Masadaki elini tutmak için uzandım.
"Esin, saygı ve dürüstlükle sana davranacak birini hak ediyorsun. Onunla yüzleşmeli ve gerçeği sormalısın."
Gözlerine yaşlar doldu ama başını salladı. "Biliyorum. Sadece bunu senden duymam gerekiyordu." dedi.
Bahsettiği kişiyi ilk gördüğümde, ne demek istediğini bir bakışta anlamıştım zaten.
O tam bir manipülasyon makinesiydi. Esin'i sürekli değersiz hissettiriyordu ve gidiyordu, sonra değeri geri verip geri geliyotdu.
Garson siparişlerimizi almak için geldi ve ikimiz de her zamanki gibi sipariş verdik: Esin için spagetti carbonara ve benim için fettucine alfredo.
Yemeğimizi beklerken, onu rahatlatmaya devam ettim ve değerini, sahip olduğu gücü hatırlattım."Esin, unutma, yalnız değilsin. Ben varım ve arkadaşlarının desteği var. Eren'in seni küçük hissettirmesine izin verme. Sen ondan çok daha fazlasısın."
Esin gözyaşlarını sildi ve bana küçük bir gülümseme verdi.
"Teşekkür ederim abla. Bunu duymaya ihtiyacım vardı. Yarın onunla konuşup bir açıklık getireceğim."
Yemeklerimiz geldi ve sohbet daha hafif konulara kaydı. Çocukluğumuzu andık, eski arkadaşlarımızın hikayelerini paylaştık ve saçma şeylere güldük. Bir an için, her şeyin normale döndüğünü, günün ağırlığının kalktığını hissettim.Yemekten sonra, yakındaki bir parka yürüdük, serin akşam esintisi bize bir huzur hissi veriyordu. Şehri izleyen bir bankta otururken, Esin bana döndü."Kayra, anne babamdan sonra... Sen olmasaydın ne yapardım bilmiyorum."
Onu sıkıca sarıldım. "Ailemsin, ailenim Esin. Kayra'ya söz verdim ve her zaman senin için burada olacağım."
Arabalarımıza geri dönerken, bir huzur hissi içimi kapladı. Gün zor geçmişti, ama Esin'le vakit geçirmek, sevgi ve desteğin önemini hatırlattı bana.

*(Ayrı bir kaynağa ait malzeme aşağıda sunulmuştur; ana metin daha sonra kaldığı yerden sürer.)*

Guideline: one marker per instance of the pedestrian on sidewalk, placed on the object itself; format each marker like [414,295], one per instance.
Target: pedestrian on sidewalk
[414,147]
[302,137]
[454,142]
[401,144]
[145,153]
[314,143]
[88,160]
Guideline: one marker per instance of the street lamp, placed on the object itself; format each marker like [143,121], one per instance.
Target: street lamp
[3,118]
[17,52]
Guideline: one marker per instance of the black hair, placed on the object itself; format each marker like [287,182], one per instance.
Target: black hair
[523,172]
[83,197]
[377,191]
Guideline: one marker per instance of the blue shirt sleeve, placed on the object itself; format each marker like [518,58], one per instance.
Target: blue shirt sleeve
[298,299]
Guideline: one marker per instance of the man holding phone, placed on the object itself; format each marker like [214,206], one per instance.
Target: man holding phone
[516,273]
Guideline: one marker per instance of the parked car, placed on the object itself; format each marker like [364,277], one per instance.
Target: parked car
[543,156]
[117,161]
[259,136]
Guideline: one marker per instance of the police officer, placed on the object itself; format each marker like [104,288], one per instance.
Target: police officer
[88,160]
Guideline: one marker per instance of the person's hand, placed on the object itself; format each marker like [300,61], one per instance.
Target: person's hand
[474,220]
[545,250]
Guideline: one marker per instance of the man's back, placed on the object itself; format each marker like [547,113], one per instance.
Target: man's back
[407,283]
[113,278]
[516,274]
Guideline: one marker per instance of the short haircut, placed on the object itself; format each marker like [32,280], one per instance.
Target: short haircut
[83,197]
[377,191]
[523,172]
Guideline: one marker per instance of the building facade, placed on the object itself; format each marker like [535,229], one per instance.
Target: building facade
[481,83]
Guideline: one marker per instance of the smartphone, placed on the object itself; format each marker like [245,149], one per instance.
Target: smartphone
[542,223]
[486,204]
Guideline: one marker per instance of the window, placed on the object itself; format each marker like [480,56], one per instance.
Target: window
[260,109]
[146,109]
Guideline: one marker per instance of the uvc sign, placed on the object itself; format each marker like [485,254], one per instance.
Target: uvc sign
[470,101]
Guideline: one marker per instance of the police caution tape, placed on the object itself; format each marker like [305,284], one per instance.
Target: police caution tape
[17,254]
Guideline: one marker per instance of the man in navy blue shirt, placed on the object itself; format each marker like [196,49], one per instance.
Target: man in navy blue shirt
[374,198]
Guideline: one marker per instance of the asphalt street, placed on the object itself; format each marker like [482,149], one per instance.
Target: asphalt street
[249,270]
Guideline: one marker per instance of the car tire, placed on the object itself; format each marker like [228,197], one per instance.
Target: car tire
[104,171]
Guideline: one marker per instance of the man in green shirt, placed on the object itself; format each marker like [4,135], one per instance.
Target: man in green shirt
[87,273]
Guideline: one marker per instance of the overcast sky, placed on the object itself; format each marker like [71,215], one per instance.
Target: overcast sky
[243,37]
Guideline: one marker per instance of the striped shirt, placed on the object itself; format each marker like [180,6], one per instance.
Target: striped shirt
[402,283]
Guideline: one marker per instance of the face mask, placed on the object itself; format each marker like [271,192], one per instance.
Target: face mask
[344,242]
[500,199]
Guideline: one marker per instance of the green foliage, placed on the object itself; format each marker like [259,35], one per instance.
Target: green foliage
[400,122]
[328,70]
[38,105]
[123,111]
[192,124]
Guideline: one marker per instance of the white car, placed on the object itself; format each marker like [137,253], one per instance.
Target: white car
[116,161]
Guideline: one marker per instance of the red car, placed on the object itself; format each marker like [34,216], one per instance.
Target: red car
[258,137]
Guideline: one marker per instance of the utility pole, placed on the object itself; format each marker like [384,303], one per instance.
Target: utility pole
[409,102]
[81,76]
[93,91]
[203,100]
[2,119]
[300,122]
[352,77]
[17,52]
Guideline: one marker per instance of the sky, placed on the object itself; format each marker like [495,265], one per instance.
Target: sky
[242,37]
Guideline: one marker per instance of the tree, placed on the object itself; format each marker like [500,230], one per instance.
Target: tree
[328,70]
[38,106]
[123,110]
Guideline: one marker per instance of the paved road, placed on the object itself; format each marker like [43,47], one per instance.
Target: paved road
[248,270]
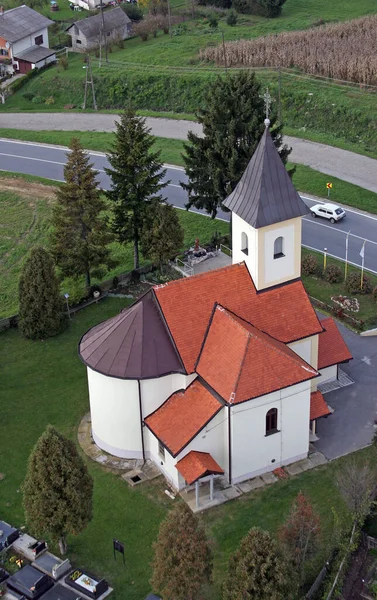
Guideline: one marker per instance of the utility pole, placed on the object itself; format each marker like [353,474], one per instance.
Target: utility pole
[89,82]
[169,17]
[279,96]
[103,31]
[225,65]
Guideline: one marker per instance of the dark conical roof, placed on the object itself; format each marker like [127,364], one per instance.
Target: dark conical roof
[132,345]
[265,194]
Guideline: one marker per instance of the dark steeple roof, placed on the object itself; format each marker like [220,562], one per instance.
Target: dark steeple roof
[132,345]
[265,194]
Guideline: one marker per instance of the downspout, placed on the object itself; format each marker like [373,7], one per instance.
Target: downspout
[229,446]
[141,421]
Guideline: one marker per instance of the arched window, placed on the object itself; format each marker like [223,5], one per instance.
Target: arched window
[272,421]
[278,247]
[244,243]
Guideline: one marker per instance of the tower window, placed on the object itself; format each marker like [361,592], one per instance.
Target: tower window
[272,421]
[244,243]
[278,247]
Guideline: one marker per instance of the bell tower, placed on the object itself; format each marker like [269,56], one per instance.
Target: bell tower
[266,218]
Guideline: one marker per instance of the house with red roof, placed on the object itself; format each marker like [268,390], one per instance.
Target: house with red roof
[217,374]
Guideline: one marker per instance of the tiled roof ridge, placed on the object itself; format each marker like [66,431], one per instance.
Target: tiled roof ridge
[263,337]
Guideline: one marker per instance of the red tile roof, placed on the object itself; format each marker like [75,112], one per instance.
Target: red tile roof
[195,465]
[332,348]
[182,416]
[283,312]
[240,362]
[318,406]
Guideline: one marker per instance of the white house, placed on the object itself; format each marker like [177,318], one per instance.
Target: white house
[90,33]
[24,40]
[218,373]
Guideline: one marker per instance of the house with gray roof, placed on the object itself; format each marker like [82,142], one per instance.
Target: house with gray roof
[89,33]
[23,40]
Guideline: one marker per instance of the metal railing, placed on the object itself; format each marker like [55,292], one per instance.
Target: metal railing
[228,251]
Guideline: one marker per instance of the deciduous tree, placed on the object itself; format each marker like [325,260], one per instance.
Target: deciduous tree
[357,483]
[183,560]
[256,570]
[81,233]
[300,534]
[136,178]
[233,123]
[163,235]
[57,489]
[41,308]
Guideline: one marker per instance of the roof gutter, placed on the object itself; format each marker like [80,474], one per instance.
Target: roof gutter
[141,421]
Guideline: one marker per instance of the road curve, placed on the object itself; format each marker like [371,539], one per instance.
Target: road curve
[48,161]
[349,166]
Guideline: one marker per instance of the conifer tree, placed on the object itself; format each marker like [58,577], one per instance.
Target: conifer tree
[256,571]
[81,233]
[136,175]
[183,560]
[57,488]
[41,308]
[233,123]
[163,235]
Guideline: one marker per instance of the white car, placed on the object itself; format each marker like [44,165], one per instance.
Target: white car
[328,211]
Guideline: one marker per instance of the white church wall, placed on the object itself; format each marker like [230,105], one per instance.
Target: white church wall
[239,226]
[115,413]
[154,392]
[254,452]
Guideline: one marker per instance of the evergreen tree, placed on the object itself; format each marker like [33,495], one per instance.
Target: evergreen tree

Eve döndüm, biraz hafiflemiş hissederek, ne olursa olsun yanımda birbirimize sahip olduğumuzu bilerek.Yarın yeni zorluklar getirecekti, ama şimdilik, gecenin sessizliğini kucaklayarak, gelecek olan her şeye hazırdım.
Duştan çıktığımda hemen çıkışta yanı başımda duran telefonu alıp polis arkadaşımı aradım.
"Alo?" Dedi tereddütle. "Kimsiniz?"
Gülümsedim kendi kendime.
"Hazal." Dedim gülmeye hazır bir sesle. "Hukuk fakültesinden."
"Hı?" Diye bir ses çıkardı ve telefonun ardından birkaç şeyin yere düşüş sesi, sonra da küfür edecek ancak kendini zorla tutan ses şekilde, "Hay..." Dedi. Sonra konuşmak için tam ağzımı açacakken o konuştu: "Ben, ben anlayamadım, kimsiniz?"
Gülümsedim.
"Furkan ben Hazal."
"Bizim Hazal? Hukukçu Hazal? Ciddisin?" Dedi sevinmiş bir sesle.
"Evet benim şapşal."
Sonra bir şeylerin daha düşüş sesi geldi.
"Nasılsın Hazal?!" Diye bağırdı telefondan Furkan.
"İyiyim." Dedim.
"Furkan seni çok özledim ama sana bir şey söylemem gerekiyor. Şu an neredesin?"
"Karakoldayım, anlık olarak arşivdeyim."
"Senden benim için bir şey yapmanı isteyeceğim."
"Bekle...Dinliyorum." dedi.
"Kayra vardı hatırlıyor musun?"
"Evet. İlk aşkım... Kayra demişken, üçümüz bir ara buluşalım. Sen konuşuyor musun onunla? Bence çok iyi olur. Değil mi?"
"Furkan...Kayra öldü." Dedim birdenbire. Kelimeler ağzımdan bir buhar gibi soğuk çıkmıştı sanki.
"Hadi ya, neyse. Ben özür dilerim. Sen ne diyordun?"
"Yasal değil ama senden birini araştırmanı isteyeceğim, sabıka falan."
"Tabi, neden olmasın ama bunu neden ist..."
"Kayra'nın kardeşi Esin'in sevgilisini onu aldatıyor. S adece bakmak istiyorum, bi suça bulaşmış mı diye."
"Tamam Hazal'cım. Numaranı kaydediyorum, ararım."
"Tamam Furkan'cım, teşekkür ederim. İyi geceler."